Öğrenci Andı ve Montrö anlaşmazlığı bir çatlak oluşturur mu?
Ve geçtiğimiz hafta 104 gâfil emeklinin sözde
bildirisi çıktı karşımıza. Muhtıra kıvamındaki bildiriyi yazanlar, Montrö’yü
Cumhuriyet’in en büyük kazanımlarından biri olarak kabul ederek Montrö’nün
tartışmaya açılması üzerinden Hükûmet’i tehdit etme densizliğini
göstermişlerdi.
Devlet Bahçeli, bu hâdsiz emekli tayfasına hâdlerini
bildirmekte gecikmedi ve en ağır ifadelerle telin etti. Ancak hemen ardından
Montrö Boğazlar Sözleşmesi’ni yere göğe sığdıramayan, tartışılmasını mümkün
görmediğini anlatan ifadeler sarf etti. Montrö, Cumhuriyet’in en büyük
kazanımlarından ve Bahçeli’nin kırmızı çizgisi olarak çıktı karşımıza bir anda.
Salı günü yayınlanan makalemi kaleme aldığımda,
Erdoğan henüz konuyla ilgili açıklaması yapmamıştı, dolayısıyla bildiriyle
ilgili konuda bu topa girip girmeyeceğini bilmiyordum. Bu ortamda yazdığım
fikirlerimin, Başkan Erdoğan tarafından da benzer cümlelerle ifade edilmiş olmasından
dolayı gurur duydum hâliyle. Ancak önemli bir endişeye de sevk etti beni bu
açıklamalar. Zira Bahçeli’nin (bence) sadece Mustafa Kemal imzaladı diye
savunmaya çalıştığı sözleşme, Erdoğan’a göre elimizi kolumuzu bağlayan,
Türkiye’nin lehine maddeler içermeyen ve zamanı geldiğinde tartışılması gereken
bir sözleşmeydi.
Aslına bakarsanız, her iki lider için de bir bekâ
sorunuydu Montrö; biri için varlığı, biri için yokluğu…

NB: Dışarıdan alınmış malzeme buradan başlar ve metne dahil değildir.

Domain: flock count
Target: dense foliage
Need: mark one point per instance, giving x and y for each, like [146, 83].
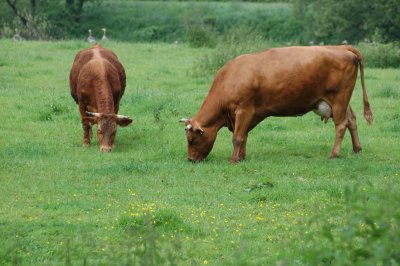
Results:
[351, 20]
[301, 21]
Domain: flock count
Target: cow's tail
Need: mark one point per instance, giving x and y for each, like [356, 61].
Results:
[367, 108]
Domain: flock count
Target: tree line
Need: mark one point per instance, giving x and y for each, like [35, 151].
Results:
[319, 21]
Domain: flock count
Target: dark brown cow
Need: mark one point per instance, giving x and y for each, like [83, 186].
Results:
[97, 82]
[288, 81]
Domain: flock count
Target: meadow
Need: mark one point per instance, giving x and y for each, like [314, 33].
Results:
[145, 204]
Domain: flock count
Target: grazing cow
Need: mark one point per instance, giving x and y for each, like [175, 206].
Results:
[288, 81]
[97, 81]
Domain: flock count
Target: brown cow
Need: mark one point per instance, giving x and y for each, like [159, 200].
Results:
[97, 81]
[288, 81]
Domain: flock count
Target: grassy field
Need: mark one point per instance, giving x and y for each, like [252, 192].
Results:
[145, 204]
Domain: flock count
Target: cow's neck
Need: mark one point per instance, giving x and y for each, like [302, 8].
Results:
[211, 113]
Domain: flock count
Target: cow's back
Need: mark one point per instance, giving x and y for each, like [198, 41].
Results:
[285, 81]
[84, 57]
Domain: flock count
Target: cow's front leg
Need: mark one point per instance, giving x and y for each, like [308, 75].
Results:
[87, 132]
[242, 121]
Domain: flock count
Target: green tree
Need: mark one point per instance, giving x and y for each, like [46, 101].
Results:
[333, 21]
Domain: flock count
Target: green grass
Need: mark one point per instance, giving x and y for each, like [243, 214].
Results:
[144, 203]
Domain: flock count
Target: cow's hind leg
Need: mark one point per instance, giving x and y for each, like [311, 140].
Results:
[352, 126]
[87, 132]
[341, 123]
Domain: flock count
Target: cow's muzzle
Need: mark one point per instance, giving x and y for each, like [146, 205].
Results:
[195, 160]
[105, 149]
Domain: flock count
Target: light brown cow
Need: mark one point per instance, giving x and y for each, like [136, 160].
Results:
[97, 82]
[288, 81]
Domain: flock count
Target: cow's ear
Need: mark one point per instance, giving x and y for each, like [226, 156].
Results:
[123, 121]
[200, 131]
[197, 128]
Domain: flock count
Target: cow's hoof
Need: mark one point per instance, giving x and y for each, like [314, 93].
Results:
[333, 156]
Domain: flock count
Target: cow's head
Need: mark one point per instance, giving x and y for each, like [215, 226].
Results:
[200, 139]
[107, 128]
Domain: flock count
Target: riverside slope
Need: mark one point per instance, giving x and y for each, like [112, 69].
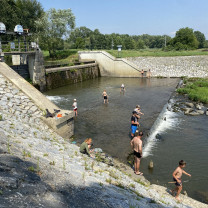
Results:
[38, 168]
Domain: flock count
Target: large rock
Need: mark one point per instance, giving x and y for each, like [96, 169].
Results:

Endişem o ki, farklı açılardan bekâ sorunu olan bu
mesele, devletin bekâsı için bir araya gelmiş iki lideri birbirinden
uzaklaştırmasın! Bugün için böyle bir ayrılığa dair şartlar uygun değil. Zira
devletin gücü şu anda Erdoğan’ın varlığına bağlı. Olası Erdoğan’sız bir
denklemde, devletin başına geçecek kişi kesinlikle Bahçeli’nin onay vereceği
bir isim olamaz. Tâ ki üçüncü bir sağ ittifak kurulana kadar…
Üçüncü ittifak mümkün mü?
“Bu mümkün müdür?” diye bakalım o hâlde…
Her ne kadar konuşulmaya başlanmış olsa da bugünkü
şartlarda üçüncü ittifak çok akılcı görünmüyor.
Velev ki birileri bir çözüm yolu olarak gördü ve yeni
bir sağ ittifak kurmaya gayret etti diyelim, mümkün olan en büyük ortaklık, MHP
ve İyi Parti’nin bir araya gelmesi ile sağlanabilir. Yanlarına Saadet’i,
DEVA’yı, Gelecek’i, DP’yi ve hatta BBP’yi alabildiklerini de varsayalım, ne
olur? Yüzde 30’u zorlayabilecek bir blok çıkar ortaya.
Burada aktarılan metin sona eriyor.